The Porcupine Mountains, or Porkies, are a group of small mountains spanning the northwestern Upper Peninsula of Michigan in Ontonagon and Gogebic counties, near the shore of Lake Superior. The Porcupine Mountains were named by the native Ojibwa people, supposedly because their silhouette had the shape of a crouching porcupine. They are home to the most extensive stand of old growth northern hardwood forest in North America west of the Adirondack Mountains, spanning at least 31000 acre. The area is popular among tourists, especially Lake of the Clouds in the heart of the mountains, and is part of Porcupine Mountains Wilderness State Park.

The Porcupine Mountains were the site of copper mining in the 19th century. One of these mines is the Nonesuch Mine, which operated sporadically from 1867 to 1912. Because of its copper mining history, the state park is a cooperating unit of Keweenaw National Historical Park.

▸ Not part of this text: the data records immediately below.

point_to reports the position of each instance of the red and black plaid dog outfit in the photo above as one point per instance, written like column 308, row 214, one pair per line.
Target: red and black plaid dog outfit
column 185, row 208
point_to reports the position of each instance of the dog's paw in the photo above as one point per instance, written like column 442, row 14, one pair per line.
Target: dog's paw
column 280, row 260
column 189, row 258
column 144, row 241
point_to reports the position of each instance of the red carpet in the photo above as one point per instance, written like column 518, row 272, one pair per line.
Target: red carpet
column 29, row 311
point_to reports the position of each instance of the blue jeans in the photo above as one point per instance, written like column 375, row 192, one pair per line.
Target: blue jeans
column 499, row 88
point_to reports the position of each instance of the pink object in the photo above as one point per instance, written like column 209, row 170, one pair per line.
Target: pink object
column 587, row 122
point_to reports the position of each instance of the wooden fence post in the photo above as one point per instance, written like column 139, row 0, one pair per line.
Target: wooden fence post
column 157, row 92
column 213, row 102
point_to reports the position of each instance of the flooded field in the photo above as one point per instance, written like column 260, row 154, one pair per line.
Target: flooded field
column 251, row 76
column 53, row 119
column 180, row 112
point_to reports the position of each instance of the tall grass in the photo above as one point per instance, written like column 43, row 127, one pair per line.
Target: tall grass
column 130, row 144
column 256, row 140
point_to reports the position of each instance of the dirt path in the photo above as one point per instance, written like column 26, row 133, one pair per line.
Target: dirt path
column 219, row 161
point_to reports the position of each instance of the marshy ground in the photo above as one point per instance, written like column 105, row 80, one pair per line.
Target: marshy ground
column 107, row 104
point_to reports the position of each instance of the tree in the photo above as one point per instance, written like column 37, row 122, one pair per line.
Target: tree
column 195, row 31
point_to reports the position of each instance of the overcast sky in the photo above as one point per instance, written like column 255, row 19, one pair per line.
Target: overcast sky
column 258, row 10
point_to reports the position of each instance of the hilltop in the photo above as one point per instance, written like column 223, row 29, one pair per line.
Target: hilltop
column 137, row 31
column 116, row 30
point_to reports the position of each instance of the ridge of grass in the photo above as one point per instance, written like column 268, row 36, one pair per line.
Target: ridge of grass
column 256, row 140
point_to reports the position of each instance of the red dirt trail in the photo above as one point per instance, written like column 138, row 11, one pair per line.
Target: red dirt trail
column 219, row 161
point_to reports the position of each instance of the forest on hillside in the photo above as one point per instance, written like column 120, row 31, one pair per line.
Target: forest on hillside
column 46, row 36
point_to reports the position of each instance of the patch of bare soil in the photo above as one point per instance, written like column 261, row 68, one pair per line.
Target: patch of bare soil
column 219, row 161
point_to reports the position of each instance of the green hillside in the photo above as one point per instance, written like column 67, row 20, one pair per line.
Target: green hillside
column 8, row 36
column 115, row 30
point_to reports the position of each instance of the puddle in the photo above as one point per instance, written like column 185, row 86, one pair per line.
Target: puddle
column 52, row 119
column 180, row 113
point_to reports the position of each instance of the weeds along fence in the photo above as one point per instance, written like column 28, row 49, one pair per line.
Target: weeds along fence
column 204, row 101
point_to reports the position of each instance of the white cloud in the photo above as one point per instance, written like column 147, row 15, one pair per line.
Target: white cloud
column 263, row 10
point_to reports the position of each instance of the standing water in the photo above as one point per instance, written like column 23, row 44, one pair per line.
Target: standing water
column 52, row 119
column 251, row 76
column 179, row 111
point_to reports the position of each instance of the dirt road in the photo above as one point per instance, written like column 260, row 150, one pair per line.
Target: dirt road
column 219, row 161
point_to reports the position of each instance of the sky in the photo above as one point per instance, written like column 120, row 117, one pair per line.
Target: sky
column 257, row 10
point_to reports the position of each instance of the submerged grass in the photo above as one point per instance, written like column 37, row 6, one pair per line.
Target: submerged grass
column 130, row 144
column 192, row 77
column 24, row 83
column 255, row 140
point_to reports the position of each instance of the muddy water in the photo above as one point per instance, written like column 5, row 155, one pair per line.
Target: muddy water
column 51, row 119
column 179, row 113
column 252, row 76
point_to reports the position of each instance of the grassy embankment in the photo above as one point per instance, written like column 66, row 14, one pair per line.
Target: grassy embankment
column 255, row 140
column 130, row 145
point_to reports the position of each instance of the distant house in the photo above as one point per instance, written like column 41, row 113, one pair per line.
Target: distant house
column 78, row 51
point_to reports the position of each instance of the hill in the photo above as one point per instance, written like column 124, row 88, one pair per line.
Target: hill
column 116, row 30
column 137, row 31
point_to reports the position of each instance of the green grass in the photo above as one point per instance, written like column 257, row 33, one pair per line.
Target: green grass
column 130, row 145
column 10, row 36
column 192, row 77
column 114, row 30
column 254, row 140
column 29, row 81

In August 2026, Highland Copper, a Canadian mining company, received $50 million in funding from the Michigan Strategic Fund to construct a copper mine adjacent to the Porcupine Mountains. This project has received criticism over potential environmental harms to the Porcupine Mountains. Conversely, there is support for the potential economic benefits for Gogebic County.

==Geology==
The most striking geological feature of the Porcupine Mountains is the long basalt and conglomerate escarpment parallel to the Lake Superior shore and overlooking Lake of the Clouds, a continuation of the same copper-bearing bedrock found farther northeast on the Keweenaw Peninsula. A second ridge farther inland, on the other side of Lake of the Clouds, includes Summit Peak, the highest point in the mountains at 1,958 feet (595 m). Rivers, waterfalls, swamps, and lakes lie between the rocky outcroppings. There are a number of waterfalls on the Presque Isle River in the extreme western side of the park. The mountains are the remnants of an old stratovolcano.

==Meteorology==
The mountains are subject to heavy lake-effect snow from Lake Superior. The relatively high elevation of the mountains and their proximity to the lake provide perfect conditions for lake-effect snow, but no official records are maintained anywhere in the mountains. The closest National Weather Service station is in the coastal community of Ontonagon, where the annual average is about 200 in. Totals of well over 250 in annually are likely in the higher elevations. It is not uncommon to have 300 in seasons in this region.

==Flora and fauna==
The Porkies are the location of a large stand of old growth forest. In these virgin forests, sugar maple, American basswood, eastern hemlock, and yellow birch are the most abundant tree species.

Area fauna includes moose, gray wolves, white-tailed deer, coyotes, gray and red foxes, cougar, river otters, beaver, fisher, marten, mink, bobcats, lynx, black bears, and porcupines.

Endangered, threatened and special concern species found in the Porkies include small blue-eyed mary, ram's head ladyslipper, Hooker's fairy-bells, slender cliff brake, male fern, gray wolf, wood turtle, peregrine falcon, merlin, and bald eagle.

==State park==
Porcupine Mountains State Park was established in 1945 to protect the area's large stand of old-growth forest, much of it of the "maple-hemlock" type. In 1972, Michigan passed the Wilderness and Natural Areas Act. This act gave the park the new designation of the Porcupine Mountains Wilderness State Park. Facilities provided by the park include an extensive network of backcountry trails for hiking and wilderness backpacking, rustic trailside cabins, modern campgrounds, swimming and boating areas, and various interpretive programs led by park rangers. The North Country Trail passes through the park, making up a portion of the 87 mi of hiking trails. The Porcupine Mountains Ski Area, managed by the Gogebic Community College Ski Area Management Program, operates within the park in winter.